HIT-related patient safety incidents
Literature on the clinical safety of health information technology (HIT) systems is rapidly evolving as these systems roll out.
The Commission asked the Australian Institute of Health Innovation at Macquarie University to perform a literature review and environmental scan on approaches to the review and investigation of Health IT-related patient safety incidents to:
- Identify appropriate methods for monitoring hazards affecting HIT systems
- Investigate incidents resulting from the use of these systems.
A Literature review and environmental scan on approaches to the review and investigation of Health IT-related patient safety incidents published in 2017 found that the requirements for HIT safety systems:
- Are similar to those that apply to existing patient safety systems
- Should include the ability to identify hazards ahead of time and permit review of incidents after the event
- Should also provide information about the prevalence of incident reporting and management systems
- Should allow the opportunity to classify and report on incidents to ensure a continuous open loop of feedback and improvement.

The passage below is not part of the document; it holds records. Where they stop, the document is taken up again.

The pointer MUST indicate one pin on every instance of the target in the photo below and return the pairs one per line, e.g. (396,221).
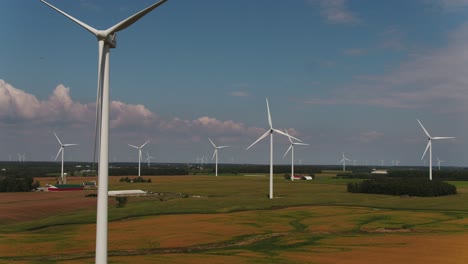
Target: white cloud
(17,106)
(335,11)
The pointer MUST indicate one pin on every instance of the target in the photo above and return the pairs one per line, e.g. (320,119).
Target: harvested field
(149,230)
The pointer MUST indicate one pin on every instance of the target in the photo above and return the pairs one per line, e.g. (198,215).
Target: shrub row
(401,186)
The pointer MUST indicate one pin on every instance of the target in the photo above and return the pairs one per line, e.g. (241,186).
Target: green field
(229,219)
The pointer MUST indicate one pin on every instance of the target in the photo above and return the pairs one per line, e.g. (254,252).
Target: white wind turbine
(438,162)
(62,150)
(139,155)
(270,132)
(429,146)
(106,40)
(343,160)
(215,153)
(291,147)
(148,158)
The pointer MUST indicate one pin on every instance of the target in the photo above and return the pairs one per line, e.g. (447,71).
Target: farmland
(228,219)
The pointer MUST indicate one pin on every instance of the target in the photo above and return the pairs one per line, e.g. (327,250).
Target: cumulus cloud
(335,11)
(18,106)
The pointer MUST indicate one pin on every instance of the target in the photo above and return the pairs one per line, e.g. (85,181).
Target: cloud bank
(59,109)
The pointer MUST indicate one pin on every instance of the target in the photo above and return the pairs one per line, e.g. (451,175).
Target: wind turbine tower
(139,155)
(438,162)
(148,159)
(429,146)
(106,41)
(291,147)
(270,132)
(215,153)
(62,149)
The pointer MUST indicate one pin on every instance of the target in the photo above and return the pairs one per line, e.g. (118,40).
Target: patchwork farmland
(228,219)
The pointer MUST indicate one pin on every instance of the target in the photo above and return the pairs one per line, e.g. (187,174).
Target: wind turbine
(439,161)
(343,160)
(139,154)
(106,40)
(291,147)
(148,158)
(62,150)
(429,146)
(270,132)
(215,153)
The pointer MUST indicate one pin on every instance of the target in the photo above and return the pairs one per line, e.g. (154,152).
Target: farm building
(65,187)
(127,193)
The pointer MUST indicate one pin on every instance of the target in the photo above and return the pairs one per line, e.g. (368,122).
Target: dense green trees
(403,186)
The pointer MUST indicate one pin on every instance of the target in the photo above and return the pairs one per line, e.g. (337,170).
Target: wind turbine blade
(58,153)
(212,143)
(289,137)
(427,147)
(425,131)
(269,115)
(290,146)
(132,19)
(85,26)
(58,139)
(260,138)
(284,134)
(145,143)
(97,124)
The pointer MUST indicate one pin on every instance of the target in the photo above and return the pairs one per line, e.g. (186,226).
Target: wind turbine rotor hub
(111,40)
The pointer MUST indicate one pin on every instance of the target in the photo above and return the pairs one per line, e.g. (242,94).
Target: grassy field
(228,219)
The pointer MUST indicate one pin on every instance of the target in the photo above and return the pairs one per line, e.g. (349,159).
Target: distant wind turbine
(215,153)
(62,150)
(107,40)
(429,146)
(343,160)
(139,155)
(291,147)
(438,162)
(148,158)
(270,132)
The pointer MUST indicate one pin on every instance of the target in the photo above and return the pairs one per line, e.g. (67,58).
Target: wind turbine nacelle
(111,40)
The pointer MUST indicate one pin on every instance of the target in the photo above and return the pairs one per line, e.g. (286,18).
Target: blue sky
(344,76)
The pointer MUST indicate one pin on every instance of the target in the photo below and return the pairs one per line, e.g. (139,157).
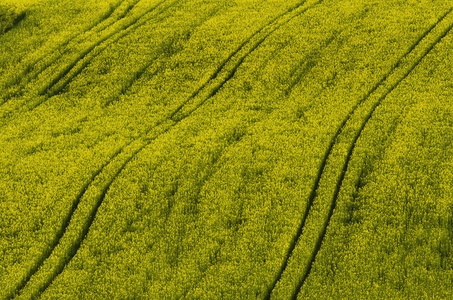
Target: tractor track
(144,141)
(121,32)
(139,73)
(29,68)
(333,142)
(65,76)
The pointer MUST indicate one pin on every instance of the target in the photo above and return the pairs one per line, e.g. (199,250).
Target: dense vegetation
(205,149)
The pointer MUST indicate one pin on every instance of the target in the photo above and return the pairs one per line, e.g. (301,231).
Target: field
(217,149)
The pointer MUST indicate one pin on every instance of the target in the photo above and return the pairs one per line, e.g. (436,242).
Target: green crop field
(226,149)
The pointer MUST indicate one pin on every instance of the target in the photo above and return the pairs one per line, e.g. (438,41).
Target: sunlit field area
(221,149)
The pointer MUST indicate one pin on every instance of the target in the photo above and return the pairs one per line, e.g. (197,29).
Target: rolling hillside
(213,149)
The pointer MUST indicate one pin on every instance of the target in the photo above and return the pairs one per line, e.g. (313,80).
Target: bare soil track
(333,142)
(152,133)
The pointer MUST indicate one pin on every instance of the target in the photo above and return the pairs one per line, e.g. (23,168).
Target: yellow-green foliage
(7,18)
(161,149)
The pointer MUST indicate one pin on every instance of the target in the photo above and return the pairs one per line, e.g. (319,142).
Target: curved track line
(28,69)
(20,285)
(121,32)
(328,152)
(139,73)
(232,72)
(351,149)
(148,141)
(46,94)
(76,245)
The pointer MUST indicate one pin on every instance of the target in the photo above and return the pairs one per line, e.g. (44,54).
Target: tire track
(167,123)
(350,152)
(83,60)
(121,32)
(139,73)
(328,153)
(28,69)
(232,72)
(21,284)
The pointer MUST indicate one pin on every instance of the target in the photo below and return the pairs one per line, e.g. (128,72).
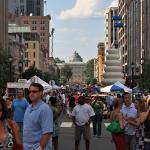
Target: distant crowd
(32,123)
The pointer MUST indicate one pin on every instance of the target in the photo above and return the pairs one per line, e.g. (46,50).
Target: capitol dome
(75,58)
(113,68)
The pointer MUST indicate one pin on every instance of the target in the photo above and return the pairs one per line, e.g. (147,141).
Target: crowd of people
(33,123)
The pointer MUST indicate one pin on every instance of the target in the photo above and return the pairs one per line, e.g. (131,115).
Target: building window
(21,1)
(34,45)
(26,22)
(26,44)
(42,22)
(34,55)
(42,28)
(38,11)
(26,54)
(33,28)
(26,64)
(22,10)
(33,22)
(38,2)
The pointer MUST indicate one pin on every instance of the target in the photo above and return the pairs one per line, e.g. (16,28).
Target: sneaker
(98,136)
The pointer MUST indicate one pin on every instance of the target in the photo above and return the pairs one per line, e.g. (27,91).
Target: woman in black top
(145,119)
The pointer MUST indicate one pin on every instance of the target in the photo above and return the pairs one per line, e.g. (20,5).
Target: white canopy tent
(116,87)
(36,79)
(106,89)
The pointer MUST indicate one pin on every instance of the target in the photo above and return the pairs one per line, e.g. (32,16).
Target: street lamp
(132,73)
(20,68)
(10,68)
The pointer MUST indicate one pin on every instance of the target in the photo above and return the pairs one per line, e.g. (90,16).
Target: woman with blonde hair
(9,134)
(118,138)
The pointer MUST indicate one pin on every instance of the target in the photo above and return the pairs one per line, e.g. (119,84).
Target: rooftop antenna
(45,3)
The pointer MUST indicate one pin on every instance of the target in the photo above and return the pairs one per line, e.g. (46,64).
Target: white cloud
(114,3)
(82,9)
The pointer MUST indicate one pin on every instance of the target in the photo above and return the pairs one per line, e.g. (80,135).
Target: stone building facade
(3,24)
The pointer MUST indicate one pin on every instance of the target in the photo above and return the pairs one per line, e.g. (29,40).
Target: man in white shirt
(129,112)
(81,116)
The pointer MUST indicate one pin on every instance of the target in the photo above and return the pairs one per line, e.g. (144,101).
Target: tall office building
(35,7)
(3,24)
(101,57)
(39,24)
(111,34)
(26,7)
(146,22)
(17,7)
(122,33)
(134,34)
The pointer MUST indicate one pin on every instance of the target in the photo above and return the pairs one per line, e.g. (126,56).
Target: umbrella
(116,87)
(120,87)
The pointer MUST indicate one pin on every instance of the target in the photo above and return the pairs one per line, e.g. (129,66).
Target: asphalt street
(66,139)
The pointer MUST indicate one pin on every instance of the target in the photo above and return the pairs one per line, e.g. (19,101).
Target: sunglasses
(33,91)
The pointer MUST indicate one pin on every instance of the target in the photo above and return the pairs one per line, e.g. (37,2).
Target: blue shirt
(38,120)
(19,107)
(129,112)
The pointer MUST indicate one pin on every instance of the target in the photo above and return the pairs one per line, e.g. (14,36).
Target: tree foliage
(58,60)
(145,77)
(32,71)
(89,69)
(53,74)
(5,68)
(66,72)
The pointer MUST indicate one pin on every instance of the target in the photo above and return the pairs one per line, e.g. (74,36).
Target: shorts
(85,130)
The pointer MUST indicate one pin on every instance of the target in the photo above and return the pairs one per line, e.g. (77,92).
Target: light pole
(10,69)
(20,69)
(132,74)
(132,77)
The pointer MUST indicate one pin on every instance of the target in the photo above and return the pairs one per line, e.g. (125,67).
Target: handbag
(114,127)
(17,146)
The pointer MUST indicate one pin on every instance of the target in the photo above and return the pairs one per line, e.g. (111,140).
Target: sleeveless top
(8,143)
(147,127)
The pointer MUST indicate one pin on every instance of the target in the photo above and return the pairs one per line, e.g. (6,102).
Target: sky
(79,26)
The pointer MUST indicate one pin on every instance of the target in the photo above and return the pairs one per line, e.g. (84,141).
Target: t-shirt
(82,114)
(38,120)
(98,108)
(71,101)
(129,112)
(19,107)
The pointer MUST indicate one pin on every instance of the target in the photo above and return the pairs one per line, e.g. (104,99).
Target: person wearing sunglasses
(19,106)
(9,133)
(38,121)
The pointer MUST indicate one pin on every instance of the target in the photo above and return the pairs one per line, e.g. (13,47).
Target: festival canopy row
(116,87)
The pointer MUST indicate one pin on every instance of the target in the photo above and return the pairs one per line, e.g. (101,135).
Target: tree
(57,60)
(89,69)
(89,72)
(145,77)
(66,73)
(32,71)
(5,68)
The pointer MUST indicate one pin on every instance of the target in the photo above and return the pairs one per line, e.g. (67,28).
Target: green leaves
(89,72)
(66,73)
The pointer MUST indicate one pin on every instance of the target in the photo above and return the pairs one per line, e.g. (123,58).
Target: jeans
(97,125)
(146,145)
(119,140)
(130,142)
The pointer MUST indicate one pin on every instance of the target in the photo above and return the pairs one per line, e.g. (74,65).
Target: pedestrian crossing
(70,125)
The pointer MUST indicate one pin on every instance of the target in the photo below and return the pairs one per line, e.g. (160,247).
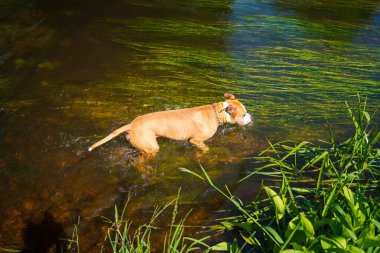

The review noted that numerous methodologies exist and that no single method was appropriate to detect, investigate and classify all HIT incidents. Successful HIT safety systems need to have in place a multidisciplinary team with appropriate skill sets from a clinical, health informatics and system safety perspectives and use a tailored approach to investigate HIT patient safety incidents.
As HIT systems are being implemented in most Australian states and territories, and some private hospitals, HIT-related safety risks continue to be unintended consequences from their implementation. Complex and difficult issues, to which implementation teams must be alert, are arising, and little is known about the types of errors that may be associated with:
- EMM-related work practice changes
- Clinicians working across multiple sites and settings, and remote ordering
- Hybrid environments in which EMM and hard-copy documentation for prescribing and administration of medicines, are both used
- Multiple EMM systems, such as separate ICU or oncology systems
- Multiple patient EMM records being open at the one time
- Selection errors associated with use of ‘drop-down’ medicine lists when prescribing
- Dosing errors associated with on-screen presentation of medicines information
- Decision support information not being used, not readily accessible for use, or not considered relevant (interaction alerts) by clinicians
- Planned and unplanned downtime.
In 2019, the Commission repeated the literature review an Update on approaches to the review and investigation of health IT-related patient safety incidents.
Key findings:
- Despite a marked number of reported investigations into health IT-related patient safety incidents, no notable developments for using existing taxonomies to classify these events were found
- The literature did not contain examples of data breach incidents relating specifically to EMR design, build and use being routinely recorded and reported.